Nerde, ne zaman, kiminle, hangi şartlarda neşvü nema bulduğundan tutunda, kimlerin şefkat ellerini uzattığından, kimlerin aynı sofrada maklube yiyişinden kimlerin kimlerle nasıl iş tutup köşeleri tutup döndüklerine varıncaya kadar örgüt ve konunun herşeyine vakıf bir millet oluverdik.

Bunca uzmanların her türlü bilgiyi ve hatta en kirli çamaşırlara varıncaya kadar orta yerlere saçıp savurmalarına rağmen bir türlü bilemediğimiz tek ve hayati şey, kaç numaraya tekabül ettiğini bilmediğimiz siyasi ayaktır.

İş, siyasi ayak kim ?sorusuna gelince en alleme olanların, uzman, araştırmacı olanlarının bile bir anda lal oluvermeleri de ne ola acep?

Adamların ( fetö ) nerde ne zaman, kiminle ne yiyip ne içtiklerine, hangi saatte kiminle, nerede saat kaçta ve kaça kadar görüşüp ve dahi ne konuştuklarına kadar vakıf olan bu uzman güruh, siyasi ayak kim? Sorusuna gelince bir an da aptal oluvermeleri yok mu ?tam bir ömür törpüsü vallahi.

Konunun, tek ve en masumu olan millet, bütün bu hengameninyüklü faturasını ödemeye devam ediyorken, üzerinde tepinerek kendince en olmadık, en bilinmedik en esrarengiz haber ve bilgileri veriyorum iddiasıyla parsayı toplayan bu uzman güruh, hasılat rekorları kırmaya devam ediyorlar.

Onlar, hasılat rekorları kırarken, fetönün bu denli büyümesi, serpilmesi, güçlenmesi, en kritik köşeleri tutması ve en yetkili yerlere gelmesinde rol oynayan siyasetçilerin de bir bedel ödediğinden söz etmekte zaten mümkün değil.

Dedik ya tek masumu ve hatta en masumu olan millet, en büyük, en olmaz, en ağır ve en yüklü faturayı ödemeye mahkûm edilmiş durumda. Ve bu günah (!) öyle kısa zaman da bitecek gibi de gözükmediği gibi fatura üzerine fatura birikmeye de devam etmektedir.

Elbette yapının kökleri çok gerilere gitmekte ve çok karanlık köklerinin olduğu artık bilinmektedir. Ve bu örgütün devlete sızdığı iddiası, uzmanların zaman zaman doğru bilgiler vermeleri dolayısıyla bir sızma değil bile isteye sisteme, devlete entegre edildiği gerçeğini de ortaya koymaktadır.

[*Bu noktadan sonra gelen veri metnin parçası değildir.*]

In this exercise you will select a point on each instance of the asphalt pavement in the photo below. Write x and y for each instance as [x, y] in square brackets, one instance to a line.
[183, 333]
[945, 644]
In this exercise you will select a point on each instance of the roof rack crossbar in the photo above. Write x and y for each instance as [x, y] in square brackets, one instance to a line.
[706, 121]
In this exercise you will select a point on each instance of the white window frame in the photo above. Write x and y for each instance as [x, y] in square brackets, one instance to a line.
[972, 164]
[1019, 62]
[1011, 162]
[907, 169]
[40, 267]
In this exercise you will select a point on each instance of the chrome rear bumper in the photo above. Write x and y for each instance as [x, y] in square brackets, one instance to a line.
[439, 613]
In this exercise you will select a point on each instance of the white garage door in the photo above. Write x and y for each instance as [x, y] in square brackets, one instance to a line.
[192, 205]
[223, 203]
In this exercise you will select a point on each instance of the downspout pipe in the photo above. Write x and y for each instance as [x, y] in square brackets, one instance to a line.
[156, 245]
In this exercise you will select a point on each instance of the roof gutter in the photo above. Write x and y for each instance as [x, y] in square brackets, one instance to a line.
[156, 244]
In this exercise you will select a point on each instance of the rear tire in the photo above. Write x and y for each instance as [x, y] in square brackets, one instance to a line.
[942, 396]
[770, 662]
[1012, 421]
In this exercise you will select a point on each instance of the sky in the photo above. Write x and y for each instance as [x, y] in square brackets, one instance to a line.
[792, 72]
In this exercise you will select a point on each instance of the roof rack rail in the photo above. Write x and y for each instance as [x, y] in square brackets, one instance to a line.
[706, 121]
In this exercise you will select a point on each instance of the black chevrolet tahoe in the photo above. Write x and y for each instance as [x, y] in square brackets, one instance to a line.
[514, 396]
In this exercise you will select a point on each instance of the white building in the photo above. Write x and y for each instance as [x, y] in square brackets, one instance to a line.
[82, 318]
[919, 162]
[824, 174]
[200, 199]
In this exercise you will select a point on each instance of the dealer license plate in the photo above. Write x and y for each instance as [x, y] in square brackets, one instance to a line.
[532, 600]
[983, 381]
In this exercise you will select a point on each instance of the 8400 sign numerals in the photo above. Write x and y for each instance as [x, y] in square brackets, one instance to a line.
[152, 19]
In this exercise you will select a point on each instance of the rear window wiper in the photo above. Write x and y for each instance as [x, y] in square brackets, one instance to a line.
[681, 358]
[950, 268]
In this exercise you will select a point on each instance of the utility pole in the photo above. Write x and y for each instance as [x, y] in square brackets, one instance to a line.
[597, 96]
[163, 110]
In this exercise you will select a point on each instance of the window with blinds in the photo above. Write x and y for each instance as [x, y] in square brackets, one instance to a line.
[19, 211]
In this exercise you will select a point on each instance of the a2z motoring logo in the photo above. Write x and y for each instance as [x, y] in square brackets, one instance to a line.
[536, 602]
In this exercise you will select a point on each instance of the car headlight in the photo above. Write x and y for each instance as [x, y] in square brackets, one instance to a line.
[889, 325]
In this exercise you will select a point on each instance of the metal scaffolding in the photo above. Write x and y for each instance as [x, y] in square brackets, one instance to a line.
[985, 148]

Özellikle ikibin sonrası bütün siyasilerin ciddi veballerinin olduğu, bu tarih sonrası önemli sıçramalar gösterdiği, uzun zaman da alacağı yolu bu süreç içerisinde daha kısa bir zaman da aldığı, yine yukarıda bahsini yaptığımız uzmanların verdikleri doğru bilgilerden bir kaçını teşkil etmektedir.

Bir mikrop gibi dokunanı enfekte eden bir özelliği olmasına rağmen, bir de köşeleri tutup etkin yerleri işgal etmeleri sonrası zoraki temas kurmak zorunda kalan halk, istem dışı da olsa bu enfeksiyondan payına düşeni de almıştır.

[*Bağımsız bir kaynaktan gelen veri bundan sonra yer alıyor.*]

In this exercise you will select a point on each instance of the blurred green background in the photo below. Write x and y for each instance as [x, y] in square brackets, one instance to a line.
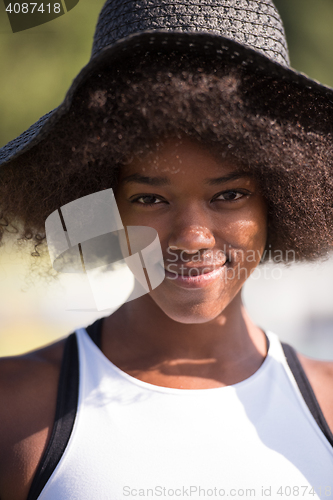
[37, 68]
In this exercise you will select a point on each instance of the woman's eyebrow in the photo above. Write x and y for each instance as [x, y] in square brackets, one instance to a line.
[164, 181]
[236, 174]
[145, 179]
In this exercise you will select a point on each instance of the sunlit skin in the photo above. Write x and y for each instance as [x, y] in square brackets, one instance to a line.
[206, 209]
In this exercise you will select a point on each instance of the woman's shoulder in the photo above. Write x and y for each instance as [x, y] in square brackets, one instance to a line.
[28, 393]
[320, 376]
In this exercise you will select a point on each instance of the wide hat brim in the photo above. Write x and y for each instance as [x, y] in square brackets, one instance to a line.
[313, 105]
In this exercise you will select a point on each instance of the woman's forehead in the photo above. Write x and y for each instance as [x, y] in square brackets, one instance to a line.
[185, 156]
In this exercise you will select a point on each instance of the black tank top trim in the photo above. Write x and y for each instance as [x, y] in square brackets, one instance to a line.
[306, 390]
[66, 408]
[68, 397]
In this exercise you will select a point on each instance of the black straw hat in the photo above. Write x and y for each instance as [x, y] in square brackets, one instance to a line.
[246, 33]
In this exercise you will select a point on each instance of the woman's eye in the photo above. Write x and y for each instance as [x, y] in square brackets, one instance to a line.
[230, 196]
[147, 199]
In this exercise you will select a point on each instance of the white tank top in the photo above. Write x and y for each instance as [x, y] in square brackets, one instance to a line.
[256, 438]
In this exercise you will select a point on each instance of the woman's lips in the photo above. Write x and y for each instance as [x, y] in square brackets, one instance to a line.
[195, 277]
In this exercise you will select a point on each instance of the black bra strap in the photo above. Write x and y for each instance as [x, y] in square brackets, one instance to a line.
[306, 390]
[66, 408]
[95, 332]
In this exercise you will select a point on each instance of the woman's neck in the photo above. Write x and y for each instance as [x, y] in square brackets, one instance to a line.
[144, 342]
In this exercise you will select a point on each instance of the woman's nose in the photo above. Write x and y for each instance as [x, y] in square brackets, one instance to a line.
[191, 238]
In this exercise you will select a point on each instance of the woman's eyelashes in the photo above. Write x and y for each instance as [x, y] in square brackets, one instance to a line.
[147, 199]
[231, 195]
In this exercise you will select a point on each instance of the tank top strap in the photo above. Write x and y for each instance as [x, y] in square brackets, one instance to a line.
[66, 409]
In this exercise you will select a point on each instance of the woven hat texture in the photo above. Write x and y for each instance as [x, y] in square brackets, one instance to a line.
[246, 33]
[255, 24]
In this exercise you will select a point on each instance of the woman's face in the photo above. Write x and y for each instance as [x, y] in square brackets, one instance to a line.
[211, 220]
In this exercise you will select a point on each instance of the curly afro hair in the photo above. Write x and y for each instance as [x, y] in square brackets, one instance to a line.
[121, 112]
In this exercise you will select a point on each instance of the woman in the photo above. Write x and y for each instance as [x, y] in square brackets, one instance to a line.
[206, 136]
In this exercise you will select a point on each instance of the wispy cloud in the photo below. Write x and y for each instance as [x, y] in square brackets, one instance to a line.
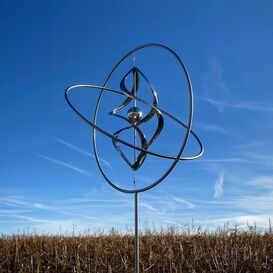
[77, 149]
[64, 164]
[265, 182]
[219, 186]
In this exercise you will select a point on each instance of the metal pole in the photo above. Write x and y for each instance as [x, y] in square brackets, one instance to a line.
[136, 235]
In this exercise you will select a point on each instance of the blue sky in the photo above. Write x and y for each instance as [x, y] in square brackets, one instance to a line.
[49, 181]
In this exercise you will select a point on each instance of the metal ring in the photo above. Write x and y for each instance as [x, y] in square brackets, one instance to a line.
[121, 140]
[95, 127]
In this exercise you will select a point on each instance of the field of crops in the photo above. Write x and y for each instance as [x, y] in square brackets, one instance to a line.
[165, 252]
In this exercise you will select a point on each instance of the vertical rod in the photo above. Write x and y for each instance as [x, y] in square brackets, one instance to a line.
[136, 235]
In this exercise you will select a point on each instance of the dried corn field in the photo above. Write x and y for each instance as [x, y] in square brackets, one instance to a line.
[163, 252]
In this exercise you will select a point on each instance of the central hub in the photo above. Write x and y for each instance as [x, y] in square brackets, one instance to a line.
[134, 114]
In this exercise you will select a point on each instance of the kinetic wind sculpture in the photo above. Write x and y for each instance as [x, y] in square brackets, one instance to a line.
[134, 120]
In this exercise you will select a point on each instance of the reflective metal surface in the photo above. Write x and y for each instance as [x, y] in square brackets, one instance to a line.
[154, 111]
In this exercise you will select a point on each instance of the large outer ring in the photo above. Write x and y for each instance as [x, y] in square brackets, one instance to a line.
[189, 124]
[117, 139]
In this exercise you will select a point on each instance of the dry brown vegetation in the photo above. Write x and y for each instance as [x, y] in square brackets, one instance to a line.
[165, 252]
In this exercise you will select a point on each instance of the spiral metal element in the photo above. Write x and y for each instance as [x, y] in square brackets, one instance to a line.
[135, 120]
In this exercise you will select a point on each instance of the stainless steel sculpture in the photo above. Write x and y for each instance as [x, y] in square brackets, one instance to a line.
[135, 119]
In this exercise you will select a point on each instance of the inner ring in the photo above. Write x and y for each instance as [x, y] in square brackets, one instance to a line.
[102, 88]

Oysa sabıkalı bir hareket oluşu aleni şekilde sırıtık durmasına rağmen görülmemesi, fark edilmemesi, daha küçük boyutlarda iken başının ezilmemiş olması, malum uzmanların cevaplamadığı ve tam bu konunun üzerine gelindiği sırada topu taca atıyor olmaları da az tilki olmadıklarının alametifarikasındandır.

İki bin sonrası bütün siyasi aktörlerin ciddi ve alabildiğince samimi bir nedamet getirmesi, yapılan böylesi devasa bir hatanın bedeli olarak en azından Türk siyasi hayatından çekilmeleri ve ya tecrit edilmeleri, yapılması gereken elzem bir davranış olacaktır.

Hiçbir şey olmamış gibi rahat, umursamaz, herhangi bir bedel ödemekten fersah fersah uzak, uzak olmalarının da ötesinde her geçen gün daha bir üst rütbeye geçmelerinin yanı sıra bir de tahkim ediyor olmaları, sorunu hem kronik ve hem de kanamalı hale getirmektedir.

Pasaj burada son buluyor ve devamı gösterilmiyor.